Question

Find the third term of a geometric progression if the sum of the first three terms is equal to 12, and the sum of the first six terms is equal to (−84).

Answer 1

Given:

The sum of the first three terms = 12

The sum of the first six terms = (−84).

To find:

The third term of a geometric progression.

Solution:

The sum of first n term of a geometric progression is:

`S_n=(a(r^n-1))/(r-1)`

Where, a is the first term and r is the common ratio.

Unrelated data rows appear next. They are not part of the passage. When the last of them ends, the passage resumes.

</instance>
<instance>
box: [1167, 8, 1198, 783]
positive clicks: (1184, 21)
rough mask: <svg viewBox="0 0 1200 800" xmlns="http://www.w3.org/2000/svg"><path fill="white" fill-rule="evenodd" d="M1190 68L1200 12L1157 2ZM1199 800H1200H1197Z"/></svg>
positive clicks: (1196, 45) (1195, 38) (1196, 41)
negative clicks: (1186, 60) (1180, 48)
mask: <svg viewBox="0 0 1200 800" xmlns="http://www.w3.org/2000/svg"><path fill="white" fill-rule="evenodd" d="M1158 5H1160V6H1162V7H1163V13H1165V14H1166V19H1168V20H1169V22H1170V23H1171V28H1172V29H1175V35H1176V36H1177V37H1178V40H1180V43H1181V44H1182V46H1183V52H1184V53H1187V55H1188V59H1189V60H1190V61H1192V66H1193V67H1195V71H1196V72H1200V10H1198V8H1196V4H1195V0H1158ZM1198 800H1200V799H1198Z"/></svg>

The sum of the first three terms is equal to 12, and the sum of the first six terms is equal to (−84).

`(a(r^3-1))/(r-1)=12` ...(i)

`(a(r^6-1))/(r-1)=-84` ...(ii)

Divide (ii) by (i), we get

`(r^6-1)/(r^3-1)=(-84)/(12)`

`((r^3-1)(r^3+1))/(r^3-1)=-7`

`r^3+1=-7`

`r^3=-7-1`

`r^3=-8`

Taking cube root on both sides, we get

`r=-2`

Putting
`r=-2` in (i), we get

`(a((-2)^3-1))/((-2)-1)=12`

`(a(-8-1))/(-3)=12`

`(-9a)/(-3)=12`

`3a=12`

Divide both sides by 3.

`a=4`

The nth term of a geometric progression is:

`a_n=ar^(n-1)`

Where, a is the first term and r is the common ratio.

Putting
`n=3,a=4,r=-2` in the above formula, we get

`a_3=4(-2)^(3-1)`

`a_3=4(-2)^(2)`

`a_3=4(4)`

`a_3=16`

Therefore, the third term of the geometric progression is 16.